Chippingham miró a Partridge con gratitud y asintió. Era una declaración de comprensión de una persona a la que Chippingham respetaba y, al mismo tiempo, un recordatorio a los demás de que no todas las decisiones eran agradables, ni las salidas fáciles.

—Harry —dijo el director de informativos—, conozco tu forma de trabajar, y sé que tienes una intuición muy rápida para toda clase de situaciones. ¿Se ha producido en ésta?

—Creo que sí. —Partridge dirigió una mirada a Teddy Cooper—. Teddy opina que los pájaros han salido del país; yo también he llegado a esa conclusión. Pero también tengo el presentimiento de que estamos a punto de descubrir algo, a través de nuestras actividades o por casualidad. Entonces sabremos algo de los secuestradores: quiénes son y dónde están.

—¿Y entonces qué haremos?

—Cuando ello suceda —dijo Partridge—, me pondré inmediatamente en camino. Dondequiera que sea, quiero llegar allá el primero.

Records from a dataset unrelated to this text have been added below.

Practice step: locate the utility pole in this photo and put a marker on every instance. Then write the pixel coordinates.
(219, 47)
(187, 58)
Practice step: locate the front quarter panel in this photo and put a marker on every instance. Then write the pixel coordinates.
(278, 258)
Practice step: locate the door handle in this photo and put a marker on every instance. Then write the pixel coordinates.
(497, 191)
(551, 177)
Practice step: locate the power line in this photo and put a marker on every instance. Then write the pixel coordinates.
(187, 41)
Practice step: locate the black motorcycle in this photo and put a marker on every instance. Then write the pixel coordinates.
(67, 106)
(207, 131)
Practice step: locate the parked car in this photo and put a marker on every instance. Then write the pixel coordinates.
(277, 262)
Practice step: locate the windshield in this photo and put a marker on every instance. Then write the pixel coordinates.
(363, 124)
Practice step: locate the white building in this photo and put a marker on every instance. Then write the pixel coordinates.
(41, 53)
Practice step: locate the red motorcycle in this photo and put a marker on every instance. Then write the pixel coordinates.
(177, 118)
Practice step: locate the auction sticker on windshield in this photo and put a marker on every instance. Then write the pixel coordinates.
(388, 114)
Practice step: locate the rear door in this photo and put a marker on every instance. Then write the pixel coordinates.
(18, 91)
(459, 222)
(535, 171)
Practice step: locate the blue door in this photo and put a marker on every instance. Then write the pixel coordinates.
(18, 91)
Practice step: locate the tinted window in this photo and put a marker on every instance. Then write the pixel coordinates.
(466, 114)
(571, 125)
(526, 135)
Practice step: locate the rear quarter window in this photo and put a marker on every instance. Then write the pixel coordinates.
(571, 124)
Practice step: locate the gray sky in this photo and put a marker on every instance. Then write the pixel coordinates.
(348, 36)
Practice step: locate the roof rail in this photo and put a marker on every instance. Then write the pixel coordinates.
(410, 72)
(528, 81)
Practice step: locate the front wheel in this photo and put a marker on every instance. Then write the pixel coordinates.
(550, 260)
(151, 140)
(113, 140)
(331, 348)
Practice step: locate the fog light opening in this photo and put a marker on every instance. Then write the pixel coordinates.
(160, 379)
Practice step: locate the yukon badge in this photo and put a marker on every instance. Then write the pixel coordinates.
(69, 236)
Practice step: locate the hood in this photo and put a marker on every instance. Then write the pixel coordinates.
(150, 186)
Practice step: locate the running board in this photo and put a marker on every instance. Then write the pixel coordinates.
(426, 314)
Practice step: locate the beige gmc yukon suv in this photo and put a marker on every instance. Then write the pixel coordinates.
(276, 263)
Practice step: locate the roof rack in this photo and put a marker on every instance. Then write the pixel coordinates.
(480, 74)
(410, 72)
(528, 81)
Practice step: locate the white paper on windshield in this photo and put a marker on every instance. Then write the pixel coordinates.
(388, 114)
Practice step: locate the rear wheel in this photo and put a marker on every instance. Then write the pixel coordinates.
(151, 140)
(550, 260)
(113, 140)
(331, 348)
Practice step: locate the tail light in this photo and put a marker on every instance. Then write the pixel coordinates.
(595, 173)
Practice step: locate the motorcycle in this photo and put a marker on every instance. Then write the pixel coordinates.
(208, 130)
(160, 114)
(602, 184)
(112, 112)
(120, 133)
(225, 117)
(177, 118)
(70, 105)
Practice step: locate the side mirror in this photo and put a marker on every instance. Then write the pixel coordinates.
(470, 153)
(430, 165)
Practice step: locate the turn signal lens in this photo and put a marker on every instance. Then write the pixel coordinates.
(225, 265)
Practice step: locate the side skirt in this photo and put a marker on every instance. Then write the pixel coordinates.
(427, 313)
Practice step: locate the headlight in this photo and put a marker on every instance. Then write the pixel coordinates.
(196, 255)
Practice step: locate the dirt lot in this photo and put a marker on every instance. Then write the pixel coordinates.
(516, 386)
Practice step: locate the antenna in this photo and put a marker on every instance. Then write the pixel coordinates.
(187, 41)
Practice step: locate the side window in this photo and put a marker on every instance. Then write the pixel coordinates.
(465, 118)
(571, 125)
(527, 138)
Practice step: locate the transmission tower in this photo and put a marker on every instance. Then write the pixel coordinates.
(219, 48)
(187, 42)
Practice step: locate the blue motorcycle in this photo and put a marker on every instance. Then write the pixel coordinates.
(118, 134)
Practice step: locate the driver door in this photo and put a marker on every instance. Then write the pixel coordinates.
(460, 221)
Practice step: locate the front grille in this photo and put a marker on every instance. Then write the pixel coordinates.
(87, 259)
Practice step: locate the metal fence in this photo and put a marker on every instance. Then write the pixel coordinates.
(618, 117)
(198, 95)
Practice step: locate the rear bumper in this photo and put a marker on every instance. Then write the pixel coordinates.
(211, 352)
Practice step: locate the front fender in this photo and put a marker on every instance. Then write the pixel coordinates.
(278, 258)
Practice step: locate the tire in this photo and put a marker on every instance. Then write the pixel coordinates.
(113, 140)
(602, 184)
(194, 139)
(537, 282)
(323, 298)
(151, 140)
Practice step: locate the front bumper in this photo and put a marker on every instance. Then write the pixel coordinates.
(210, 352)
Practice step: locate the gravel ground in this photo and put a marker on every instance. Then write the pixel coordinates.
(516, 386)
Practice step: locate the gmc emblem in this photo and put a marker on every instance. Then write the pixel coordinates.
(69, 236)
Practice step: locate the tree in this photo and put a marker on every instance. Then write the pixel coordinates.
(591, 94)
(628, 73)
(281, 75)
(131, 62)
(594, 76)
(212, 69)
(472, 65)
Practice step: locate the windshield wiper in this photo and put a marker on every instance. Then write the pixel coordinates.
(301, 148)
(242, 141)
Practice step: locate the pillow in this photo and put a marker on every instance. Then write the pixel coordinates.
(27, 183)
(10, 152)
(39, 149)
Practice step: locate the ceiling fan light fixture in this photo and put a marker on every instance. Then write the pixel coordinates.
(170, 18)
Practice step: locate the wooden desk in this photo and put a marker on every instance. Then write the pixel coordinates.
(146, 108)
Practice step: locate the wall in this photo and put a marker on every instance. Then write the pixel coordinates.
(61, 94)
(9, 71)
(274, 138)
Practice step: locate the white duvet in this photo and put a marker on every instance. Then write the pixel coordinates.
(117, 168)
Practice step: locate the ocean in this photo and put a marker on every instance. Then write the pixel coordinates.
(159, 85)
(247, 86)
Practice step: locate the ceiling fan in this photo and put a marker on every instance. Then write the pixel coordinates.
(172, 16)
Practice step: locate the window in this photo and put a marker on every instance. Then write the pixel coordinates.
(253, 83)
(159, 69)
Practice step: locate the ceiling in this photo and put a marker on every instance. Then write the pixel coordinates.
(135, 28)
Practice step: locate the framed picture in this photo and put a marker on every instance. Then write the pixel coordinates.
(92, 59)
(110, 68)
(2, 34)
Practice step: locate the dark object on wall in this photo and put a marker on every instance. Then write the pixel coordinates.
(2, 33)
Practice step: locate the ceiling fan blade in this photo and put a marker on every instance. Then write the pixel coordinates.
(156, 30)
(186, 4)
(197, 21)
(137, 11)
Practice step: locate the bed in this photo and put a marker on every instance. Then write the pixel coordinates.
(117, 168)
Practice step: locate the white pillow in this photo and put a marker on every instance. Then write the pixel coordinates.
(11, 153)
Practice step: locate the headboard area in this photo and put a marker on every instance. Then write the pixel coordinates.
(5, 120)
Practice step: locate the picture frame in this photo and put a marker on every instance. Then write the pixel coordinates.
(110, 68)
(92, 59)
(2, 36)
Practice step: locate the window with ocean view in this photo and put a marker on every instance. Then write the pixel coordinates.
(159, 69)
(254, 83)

—De acuerdo —dijo Chippingham—. Y te prometo que tendrás todo el apoyo que necesites.

Partridge se echó a reír y miró a todos los reunidos:

—Acordaos de esto. Lo habéis oído todos.

—Desde luego —dijo Jaeger—. Les, si hace falta, te recordaremos esas palabras.

—No hará falta —dijo Chippingham sacudiendo la cabeza.

La charla prosiguió. Mientras tanto, Rita empezó a registrar su bolso, como buscando algo, pero en realidad estaba escribiendo una nota. Discretamente, se la pasó por debajo de la mesa a Chippingham. Él esperó hasta que se apartaron los ojos de él y luego la leyó: Les, ¿qué tal si nos vamos tú y yo a otra parte?